On April 1st PhD candidate Patricia Cámara Sánchez defended her doctoral thesis entitled “Targeting of the breast cancer stem cells to improve the treatment of triple negative breast cancer“, where ICTS-Nanbiosis Unit 20 participated in the in vivo assays. The thesis was supervised by Dr. Ibane Abasolo  (scientific director of Unit 20 from CIBER-BBN and VHIR). Nanbiosis was also present within the jury, with Dr. Ana Paula Candiota (scientific coordinator of Unit 25 from CIBER-BBN and UAB) acting as secretary.

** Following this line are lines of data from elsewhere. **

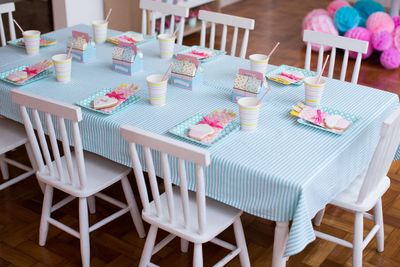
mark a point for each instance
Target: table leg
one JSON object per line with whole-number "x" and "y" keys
{"x": 280, "y": 240}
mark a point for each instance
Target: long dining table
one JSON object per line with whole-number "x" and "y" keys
{"x": 284, "y": 172}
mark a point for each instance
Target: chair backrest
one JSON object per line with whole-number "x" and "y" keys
{"x": 7, "y": 8}
{"x": 336, "y": 42}
{"x": 159, "y": 9}
{"x": 226, "y": 20}
{"x": 62, "y": 113}
{"x": 183, "y": 152}
{"x": 383, "y": 155}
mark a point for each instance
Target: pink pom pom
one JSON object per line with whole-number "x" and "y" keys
{"x": 396, "y": 21}
{"x": 313, "y": 13}
{"x": 381, "y": 41}
{"x": 363, "y": 34}
{"x": 390, "y": 59}
{"x": 396, "y": 38}
{"x": 380, "y": 21}
{"x": 335, "y": 5}
{"x": 321, "y": 23}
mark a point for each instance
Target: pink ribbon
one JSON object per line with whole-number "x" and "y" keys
{"x": 118, "y": 96}
{"x": 127, "y": 39}
{"x": 212, "y": 122}
{"x": 30, "y": 71}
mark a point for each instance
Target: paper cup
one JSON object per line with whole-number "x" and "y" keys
{"x": 157, "y": 89}
{"x": 167, "y": 43}
{"x": 249, "y": 110}
{"x": 32, "y": 42}
{"x": 100, "y": 31}
{"x": 62, "y": 65}
{"x": 259, "y": 62}
{"x": 313, "y": 91}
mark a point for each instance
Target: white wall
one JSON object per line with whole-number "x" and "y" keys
{"x": 71, "y": 12}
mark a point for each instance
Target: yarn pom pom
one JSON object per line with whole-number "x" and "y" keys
{"x": 390, "y": 59}
{"x": 363, "y": 34}
{"x": 313, "y": 13}
{"x": 380, "y": 21}
{"x": 321, "y": 23}
{"x": 367, "y": 7}
{"x": 382, "y": 41}
{"x": 346, "y": 18}
{"x": 335, "y": 5}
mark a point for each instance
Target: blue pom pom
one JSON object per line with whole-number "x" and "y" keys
{"x": 346, "y": 18}
{"x": 366, "y": 7}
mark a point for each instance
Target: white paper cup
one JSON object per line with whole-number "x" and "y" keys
{"x": 249, "y": 110}
{"x": 157, "y": 89}
{"x": 313, "y": 91}
{"x": 259, "y": 62}
{"x": 32, "y": 42}
{"x": 100, "y": 31}
{"x": 167, "y": 44}
{"x": 62, "y": 65}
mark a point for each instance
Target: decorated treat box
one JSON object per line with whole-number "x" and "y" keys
{"x": 127, "y": 59}
{"x": 185, "y": 72}
{"x": 83, "y": 49}
{"x": 247, "y": 83}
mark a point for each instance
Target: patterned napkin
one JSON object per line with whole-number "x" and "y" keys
{"x": 21, "y": 76}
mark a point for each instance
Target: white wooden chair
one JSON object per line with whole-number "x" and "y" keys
{"x": 226, "y": 20}
{"x": 336, "y": 42}
{"x": 7, "y": 8}
{"x": 80, "y": 174}
{"x": 12, "y": 136}
{"x": 188, "y": 215}
{"x": 365, "y": 193}
{"x": 159, "y": 9}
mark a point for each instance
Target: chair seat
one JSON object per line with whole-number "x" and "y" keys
{"x": 348, "y": 198}
{"x": 100, "y": 171}
{"x": 219, "y": 217}
{"x": 12, "y": 135}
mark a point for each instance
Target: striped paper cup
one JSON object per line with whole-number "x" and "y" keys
{"x": 167, "y": 44}
{"x": 62, "y": 65}
{"x": 100, "y": 31}
{"x": 249, "y": 110}
{"x": 259, "y": 63}
{"x": 32, "y": 42}
{"x": 313, "y": 91}
{"x": 157, "y": 89}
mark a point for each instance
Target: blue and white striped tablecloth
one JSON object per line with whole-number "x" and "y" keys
{"x": 284, "y": 171}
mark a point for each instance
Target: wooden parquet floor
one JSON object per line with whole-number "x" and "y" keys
{"x": 117, "y": 243}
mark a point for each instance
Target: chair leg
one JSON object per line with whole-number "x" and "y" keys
{"x": 148, "y": 247}
{"x": 318, "y": 217}
{"x": 46, "y": 211}
{"x": 241, "y": 243}
{"x": 92, "y": 204}
{"x": 378, "y": 219}
{"x": 198, "y": 255}
{"x": 84, "y": 231}
{"x": 184, "y": 245}
{"x": 4, "y": 167}
{"x": 280, "y": 240}
{"x": 358, "y": 239}
{"x": 137, "y": 219}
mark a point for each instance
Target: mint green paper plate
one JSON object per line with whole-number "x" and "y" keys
{"x": 88, "y": 102}
{"x": 181, "y": 130}
{"x": 44, "y": 74}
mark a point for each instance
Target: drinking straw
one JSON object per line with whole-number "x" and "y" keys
{"x": 19, "y": 27}
{"x": 273, "y": 49}
{"x": 323, "y": 68}
{"x": 108, "y": 15}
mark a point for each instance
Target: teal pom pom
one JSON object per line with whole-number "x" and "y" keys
{"x": 366, "y": 7}
{"x": 346, "y": 18}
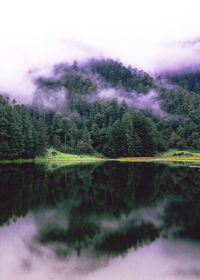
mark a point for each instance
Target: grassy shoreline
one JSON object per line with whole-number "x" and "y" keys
{"x": 53, "y": 155}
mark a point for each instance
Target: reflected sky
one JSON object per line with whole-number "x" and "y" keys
{"x": 117, "y": 221}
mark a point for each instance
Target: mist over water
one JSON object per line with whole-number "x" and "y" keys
{"x": 99, "y": 221}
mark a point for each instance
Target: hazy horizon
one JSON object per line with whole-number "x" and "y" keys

Patricia Cámara graduated as biochemist, did the master’s degree in Translational Biomedical Research from VHIR-UAB. Shortly after, started the PhD, which was aimed at improving the treatment of very deadly subtype of breast cancer by using different nanoformulations to specifically target the cancer stem cells. The now doctor Cámara-Sánchez screened up to 20 small drugs with anti-cancer stem cell activity, found synergistic ratios with conventional chemotherapeutic agents, and finally developed polymeric micelles encapsulating selected drugs. During the discussion of the dissertation, the need of additional in vivo assays was highlighted, as well as the potential use of MR provided by the U25, to explore non-invasively the metabolomic differences between cancer stem cells and regular cancer cells.

‘I’m very grateful for the opportunity to have been part of this amazing project. It has been a very enriching experience’, she explains. ‘After 5 years of research, I finish the PhD feeling very proud of having contributed to the fight against this aggressive subtype of breast cancer’, she adds. From now on, new research lines will bring forward the synergies between both units of NANBIOSIS, reinforcing a collaboration started several years ago and reflected in joint papers.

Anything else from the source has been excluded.